Lonely people who catch the common cold suffer from the worst symptoms, researchers have found.
Scientists infected more than 150 people with the common cold and quarantined them in hotel rooms alone for five days. They found those who said they were lonely reported the most severe symptoms, including chills, runny nose, sore throat and headaches reported the Daily Mail.
It is known that the lonely are more likely to die early or develop heart disease, but this is the first study to show they suffer more from common bugs.
Those most at risk are not people with the fewest friends, but those who feel lonely due to a lack of people close to them.
The US researchers did not look at the reason why they had worse colds, but previous studies show loneliness over-stimulates white blood cells and reduces antiviral proteins, which can affect the immune system.
Two-thirds of British adults feel lonely often, always or sometimes, according to surveys.

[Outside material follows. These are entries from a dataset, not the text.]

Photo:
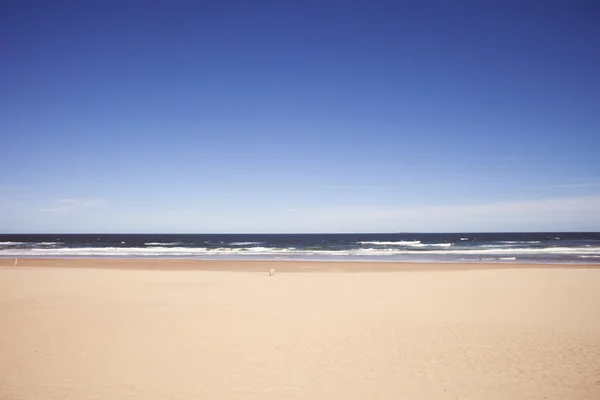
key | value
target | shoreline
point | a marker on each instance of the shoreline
(280, 265)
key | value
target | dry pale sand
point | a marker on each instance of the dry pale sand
(137, 333)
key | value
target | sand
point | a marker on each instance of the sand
(225, 330)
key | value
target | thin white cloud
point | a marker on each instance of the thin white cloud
(569, 213)
(69, 205)
(576, 185)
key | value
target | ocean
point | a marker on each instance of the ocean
(553, 247)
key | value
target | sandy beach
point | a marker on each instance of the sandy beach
(158, 329)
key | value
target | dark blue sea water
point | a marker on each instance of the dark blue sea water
(553, 247)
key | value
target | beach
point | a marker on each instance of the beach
(187, 329)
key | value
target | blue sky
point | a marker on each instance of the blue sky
(299, 116)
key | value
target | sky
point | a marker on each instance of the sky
(299, 116)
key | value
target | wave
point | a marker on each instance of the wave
(433, 245)
(30, 243)
(519, 241)
(178, 251)
(397, 243)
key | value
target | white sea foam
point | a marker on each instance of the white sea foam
(433, 245)
(396, 243)
(177, 251)
(519, 241)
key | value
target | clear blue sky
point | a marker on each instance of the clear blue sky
(299, 116)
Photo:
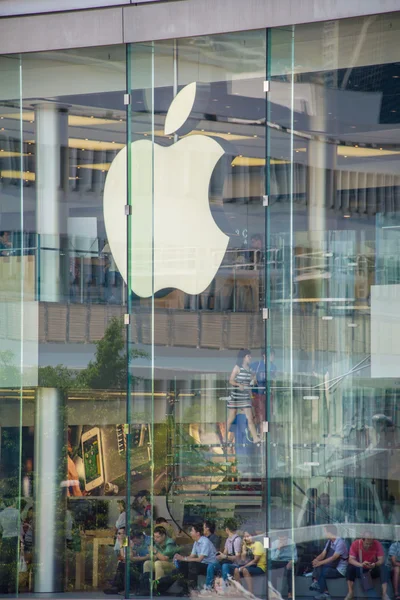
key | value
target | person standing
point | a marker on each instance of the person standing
(366, 557)
(241, 380)
(203, 553)
(10, 529)
(331, 563)
(394, 566)
(120, 524)
(283, 555)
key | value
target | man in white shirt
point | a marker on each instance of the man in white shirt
(203, 553)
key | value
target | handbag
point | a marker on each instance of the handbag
(366, 579)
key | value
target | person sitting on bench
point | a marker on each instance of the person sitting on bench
(254, 558)
(366, 557)
(283, 555)
(331, 563)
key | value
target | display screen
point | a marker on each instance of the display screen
(91, 456)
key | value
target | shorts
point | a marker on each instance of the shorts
(253, 570)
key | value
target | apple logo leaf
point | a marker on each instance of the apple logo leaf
(180, 108)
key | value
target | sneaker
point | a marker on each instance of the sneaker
(206, 591)
(314, 587)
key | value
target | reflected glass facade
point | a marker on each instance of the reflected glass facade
(199, 313)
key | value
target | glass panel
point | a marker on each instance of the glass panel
(18, 360)
(72, 454)
(280, 284)
(143, 391)
(205, 109)
(336, 107)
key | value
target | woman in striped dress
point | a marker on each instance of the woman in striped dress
(241, 380)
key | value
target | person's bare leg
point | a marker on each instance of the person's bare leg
(350, 585)
(396, 573)
(231, 417)
(249, 414)
(248, 580)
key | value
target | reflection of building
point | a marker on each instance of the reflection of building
(105, 394)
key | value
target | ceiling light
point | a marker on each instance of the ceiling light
(18, 175)
(248, 161)
(96, 166)
(350, 151)
(92, 144)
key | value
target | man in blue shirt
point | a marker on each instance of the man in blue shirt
(203, 553)
(259, 369)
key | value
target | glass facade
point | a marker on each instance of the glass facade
(198, 316)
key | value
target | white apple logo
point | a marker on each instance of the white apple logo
(171, 225)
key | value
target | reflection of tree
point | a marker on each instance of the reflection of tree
(108, 370)
(8, 370)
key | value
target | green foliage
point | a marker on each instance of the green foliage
(59, 377)
(8, 371)
(108, 370)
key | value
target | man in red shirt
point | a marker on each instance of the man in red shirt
(366, 556)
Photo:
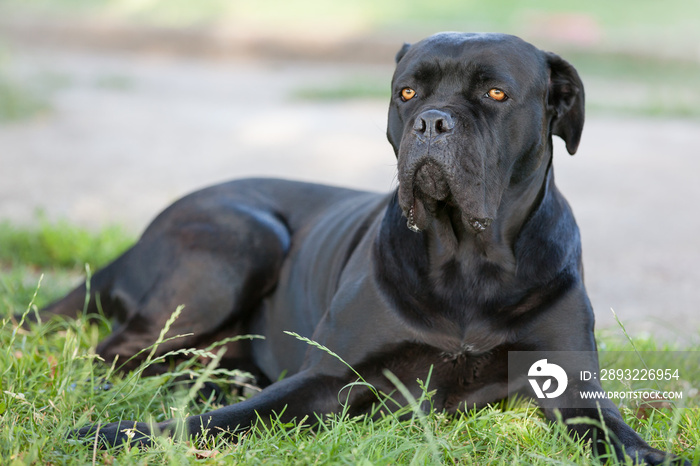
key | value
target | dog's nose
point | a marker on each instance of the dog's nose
(433, 123)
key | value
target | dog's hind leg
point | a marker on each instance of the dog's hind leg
(218, 263)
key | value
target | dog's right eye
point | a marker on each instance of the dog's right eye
(407, 94)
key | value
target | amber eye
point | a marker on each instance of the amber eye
(407, 94)
(497, 94)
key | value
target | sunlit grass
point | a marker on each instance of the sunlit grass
(52, 382)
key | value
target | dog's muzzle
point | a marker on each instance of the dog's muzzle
(431, 176)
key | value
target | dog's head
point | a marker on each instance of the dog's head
(472, 115)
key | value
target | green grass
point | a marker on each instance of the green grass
(17, 101)
(50, 383)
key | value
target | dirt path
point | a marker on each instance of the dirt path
(127, 135)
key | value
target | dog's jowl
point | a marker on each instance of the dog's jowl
(475, 255)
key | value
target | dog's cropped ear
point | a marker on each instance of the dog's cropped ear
(565, 99)
(402, 52)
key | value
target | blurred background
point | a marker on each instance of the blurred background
(111, 109)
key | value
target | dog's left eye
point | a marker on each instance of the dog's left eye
(497, 94)
(407, 94)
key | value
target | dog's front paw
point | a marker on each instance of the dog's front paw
(114, 434)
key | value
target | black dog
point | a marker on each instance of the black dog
(477, 254)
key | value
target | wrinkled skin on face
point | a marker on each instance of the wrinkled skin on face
(459, 148)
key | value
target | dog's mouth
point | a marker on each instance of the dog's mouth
(429, 194)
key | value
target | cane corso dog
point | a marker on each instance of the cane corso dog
(476, 254)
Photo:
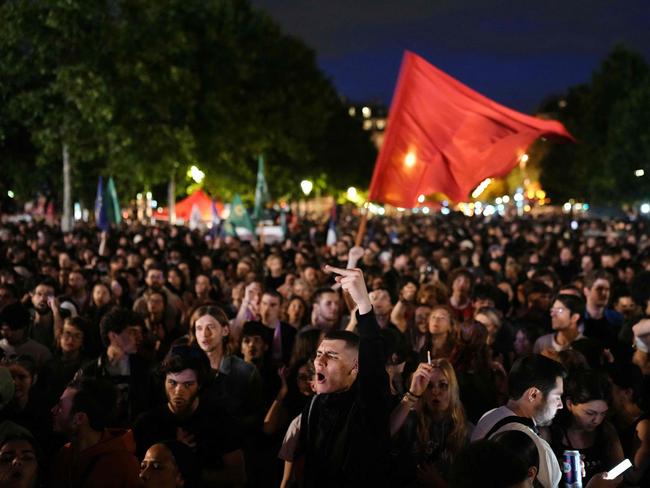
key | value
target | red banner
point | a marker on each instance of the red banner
(444, 137)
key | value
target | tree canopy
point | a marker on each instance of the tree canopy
(144, 89)
(609, 117)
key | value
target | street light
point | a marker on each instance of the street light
(306, 186)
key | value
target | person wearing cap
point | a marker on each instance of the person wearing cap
(14, 322)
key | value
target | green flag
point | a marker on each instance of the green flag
(113, 210)
(238, 216)
(261, 190)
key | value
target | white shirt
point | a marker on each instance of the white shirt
(549, 473)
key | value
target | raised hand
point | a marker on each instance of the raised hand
(420, 379)
(352, 281)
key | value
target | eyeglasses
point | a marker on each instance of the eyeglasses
(439, 317)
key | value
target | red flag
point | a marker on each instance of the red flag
(444, 137)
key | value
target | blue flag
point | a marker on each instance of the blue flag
(331, 228)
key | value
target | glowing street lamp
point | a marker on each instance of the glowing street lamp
(306, 186)
(196, 174)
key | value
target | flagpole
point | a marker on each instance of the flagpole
(361, 231)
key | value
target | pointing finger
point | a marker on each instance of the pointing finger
(340, 271)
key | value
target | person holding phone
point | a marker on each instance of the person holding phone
(582, 426)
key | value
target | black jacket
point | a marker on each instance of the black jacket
(136, 391)
(344, 436)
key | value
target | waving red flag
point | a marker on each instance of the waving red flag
(444, 137)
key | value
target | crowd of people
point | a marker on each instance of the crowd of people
(446, 351)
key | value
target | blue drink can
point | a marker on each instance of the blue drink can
(572, 469)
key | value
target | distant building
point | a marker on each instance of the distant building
(373, 118)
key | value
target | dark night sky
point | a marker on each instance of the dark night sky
(516, 52)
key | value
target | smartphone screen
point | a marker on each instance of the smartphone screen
(618, 469)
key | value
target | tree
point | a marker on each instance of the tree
(591, 169)
(143, 90)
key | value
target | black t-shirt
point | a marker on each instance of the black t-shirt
(215, 432)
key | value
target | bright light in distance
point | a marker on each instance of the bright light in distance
(196, 174)
(306, 186)
(481, 187)
(409, 159)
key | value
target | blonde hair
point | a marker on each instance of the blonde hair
(456, 439)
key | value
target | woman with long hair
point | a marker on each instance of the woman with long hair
(235, 383)
(442, 327)
(428, 426)
(582, 426)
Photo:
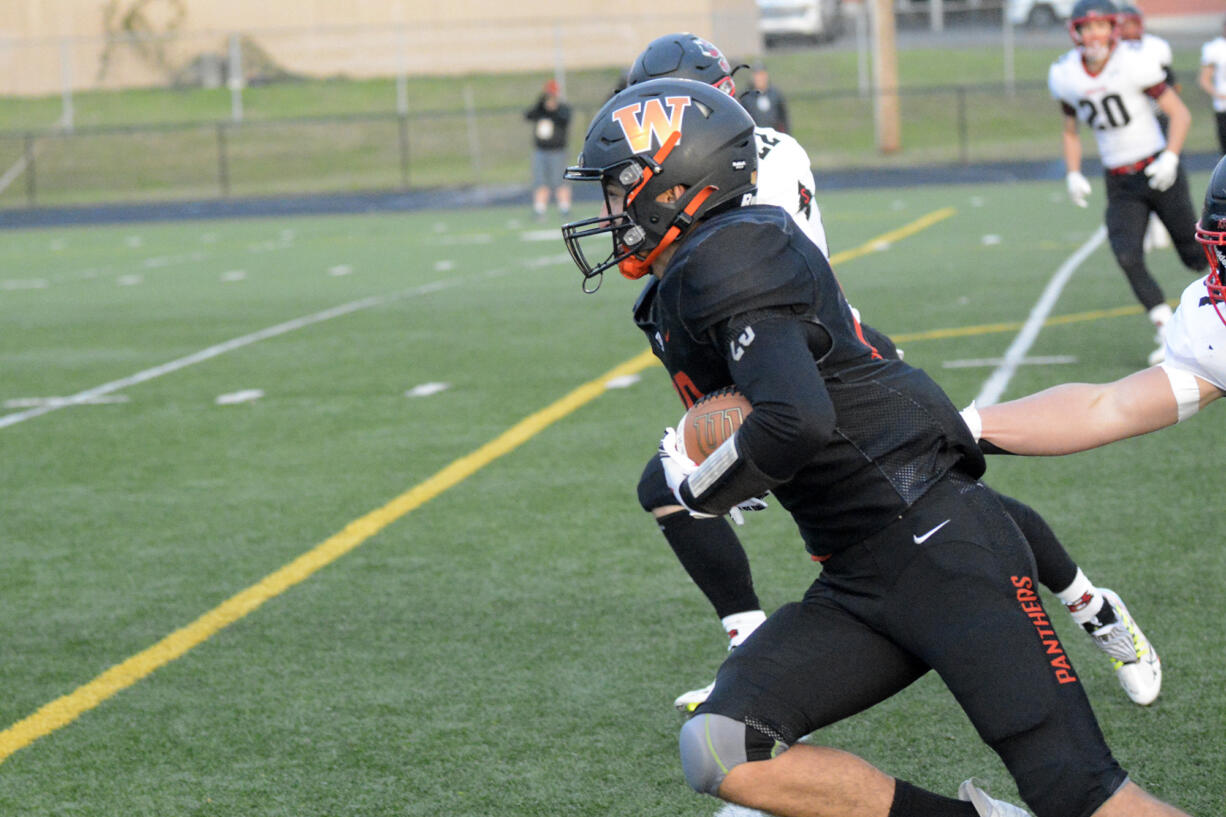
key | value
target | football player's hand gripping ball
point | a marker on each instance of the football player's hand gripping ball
(1079, 188)
(678, 466)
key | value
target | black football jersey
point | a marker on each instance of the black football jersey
(748, 301)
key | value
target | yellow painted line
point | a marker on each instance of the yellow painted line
(883, 241)
(68, 708)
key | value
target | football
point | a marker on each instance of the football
(710, 421)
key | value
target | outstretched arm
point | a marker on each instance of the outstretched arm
(1079, 416)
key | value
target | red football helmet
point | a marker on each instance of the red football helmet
(1086, 10)
(1211, 234)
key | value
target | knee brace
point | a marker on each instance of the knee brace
(711, 746)
(654, 491)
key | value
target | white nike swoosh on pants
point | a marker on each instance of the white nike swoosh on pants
(921, 540)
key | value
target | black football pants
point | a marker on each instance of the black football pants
(1129, 204)
(949, 586)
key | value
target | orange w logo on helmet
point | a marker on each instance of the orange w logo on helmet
(644, 120)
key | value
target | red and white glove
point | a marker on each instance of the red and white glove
(1162, 171)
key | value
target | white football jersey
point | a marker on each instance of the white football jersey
(785, 179)
(1214, 53)
(1195, 336)
(1153, 46)
(1113, 102)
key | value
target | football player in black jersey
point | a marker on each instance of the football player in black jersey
(923, 568)
(709, 548)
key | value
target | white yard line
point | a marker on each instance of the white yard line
(1015, 355)
(245, 340)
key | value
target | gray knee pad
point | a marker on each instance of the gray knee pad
(711, 746)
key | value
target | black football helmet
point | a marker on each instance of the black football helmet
(1129, 14)
(1211, 234)
(684, 55)
(645, 141)
(1088, 10)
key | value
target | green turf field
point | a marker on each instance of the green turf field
(337, 599)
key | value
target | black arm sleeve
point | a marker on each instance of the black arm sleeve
(770, 356)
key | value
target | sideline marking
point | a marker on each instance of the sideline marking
(999, 379)
(68, 708)
(987, 362)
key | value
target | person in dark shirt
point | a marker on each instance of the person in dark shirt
(551, 124)
(922, 567)
(765, 103)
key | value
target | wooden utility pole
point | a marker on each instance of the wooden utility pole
(885, 71)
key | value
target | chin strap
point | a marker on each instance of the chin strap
(634, 268)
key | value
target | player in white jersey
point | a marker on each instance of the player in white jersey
(1108, 90)
(1078, 416)
(1213, 80)
(1133, 34)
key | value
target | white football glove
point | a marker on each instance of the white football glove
(1162, 171)
(974, 421)
(1078, 185)
(678, 466)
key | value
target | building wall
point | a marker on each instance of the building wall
(45, 44)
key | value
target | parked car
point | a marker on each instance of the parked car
(809, 20)
(1039, 12)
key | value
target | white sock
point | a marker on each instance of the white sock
(1160, 315)
(739, 626)
(1081, 599)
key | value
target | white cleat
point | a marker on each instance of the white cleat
(694, 698)
(985, 805)
(1137, 665)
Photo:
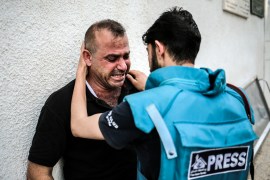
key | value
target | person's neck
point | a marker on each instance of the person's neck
(110, 96)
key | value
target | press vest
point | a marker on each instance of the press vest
(211, 135)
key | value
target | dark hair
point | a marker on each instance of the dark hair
(177, 30)
(114, 27)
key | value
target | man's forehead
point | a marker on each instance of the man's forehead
(106, 38)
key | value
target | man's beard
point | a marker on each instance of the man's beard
(154, 62)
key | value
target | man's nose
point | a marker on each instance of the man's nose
(122, 65)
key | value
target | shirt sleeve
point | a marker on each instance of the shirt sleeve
(118, 127)
(49, 139)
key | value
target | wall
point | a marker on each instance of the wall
(40, 43)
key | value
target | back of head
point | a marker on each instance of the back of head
(177, 30)
(114, 27)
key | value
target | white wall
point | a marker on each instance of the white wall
(39, 49)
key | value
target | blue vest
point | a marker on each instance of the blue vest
(203, 126)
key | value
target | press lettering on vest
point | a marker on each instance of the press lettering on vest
(110, 120)
(217, 161)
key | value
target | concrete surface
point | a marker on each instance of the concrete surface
(262, 161)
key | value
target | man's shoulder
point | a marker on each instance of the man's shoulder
(62, 95)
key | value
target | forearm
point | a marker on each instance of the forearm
(38, 172)
(82, 125)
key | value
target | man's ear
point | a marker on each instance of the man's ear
(160, 48)
(87, 57)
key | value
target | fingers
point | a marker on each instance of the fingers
(137, 78)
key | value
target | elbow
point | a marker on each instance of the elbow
(74, 129)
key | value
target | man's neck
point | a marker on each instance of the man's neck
(110, 96)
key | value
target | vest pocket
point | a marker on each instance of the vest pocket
(214, 150)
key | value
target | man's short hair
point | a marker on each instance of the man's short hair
(114, 27)
(177, 30)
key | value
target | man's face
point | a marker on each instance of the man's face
(111, 62)
(152, 58)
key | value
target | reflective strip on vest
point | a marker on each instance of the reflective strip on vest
(163, 131)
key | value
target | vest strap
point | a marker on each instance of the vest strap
(163, 131)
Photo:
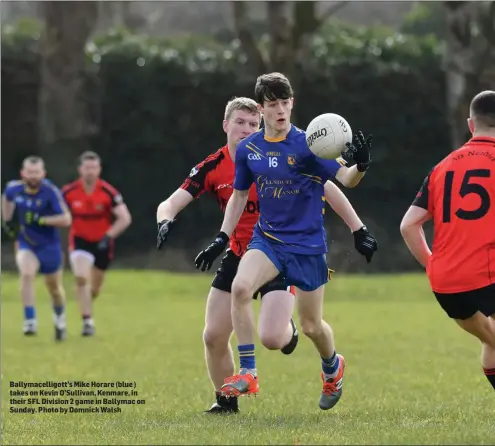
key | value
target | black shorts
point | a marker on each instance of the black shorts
(228, 269)
(464, 305)
(102, 257)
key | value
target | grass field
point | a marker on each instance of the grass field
(412, 376)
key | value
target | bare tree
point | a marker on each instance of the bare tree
(63, 123)
(469, 59)
(291, 24)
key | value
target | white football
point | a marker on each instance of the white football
(327, 135)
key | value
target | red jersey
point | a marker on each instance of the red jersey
(460, 195)
(216, 175)
(92, 214)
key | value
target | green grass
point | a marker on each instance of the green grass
(412, 376)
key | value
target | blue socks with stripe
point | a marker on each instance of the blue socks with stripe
(330, 366)
(246, 356)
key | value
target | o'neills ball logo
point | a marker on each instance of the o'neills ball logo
(316, 135)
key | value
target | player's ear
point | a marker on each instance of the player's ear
(471, 125)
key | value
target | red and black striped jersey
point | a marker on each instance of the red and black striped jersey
(92, 214)
(459, 193)
(216, 175)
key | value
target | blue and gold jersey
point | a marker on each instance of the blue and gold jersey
(290, 184)
(45, 201)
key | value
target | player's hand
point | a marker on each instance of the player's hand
(359, 151)
(164, 228)
(365, 243)
(33, 218)
(205, 258)
(104, 243)
(9, 229)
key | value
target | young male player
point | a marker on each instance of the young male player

Lead author Angie LeRoy, from Rice University in Houston, said: "Previous research has shown that different psycho-social factors like feeling rejected or feeling left out or not having strong social bonds with other people do make people feel worse physically, mentally and emotionally.
"Millions of people miss work each year because of the common cold. And that has to do with how they feel, not necessarily with how much they're blowing their noses."
About 27 million days of work are lost in the UK every year because of the common cold.
The study by Rice, Houston and Delaware universities found that while lonely people are not more likely to catch a cold, they will suffer more badly.
The researchers took 159 people, mostly middle-aged, and gave them cold-inducing nasal drops before monitoring their health. The three-quarters who fell ill were asked for their daily symptoms. The lonely people were identified using questions such as: 'In general, how often do you feel isolated from others?"
These people felt significantly worse after catching a cold. The study states: "Individuals with small social networks may be socially isolated, but not necessarily lonely.
"Likewise, lonely people can have small or large social networks - loneliness relies on the perception of the quality of one's social relationships."
The research, published in the journal Health Psychology, says loneliness could make colds worse because people do not get as much sleep, making them more vulnerable to being sick.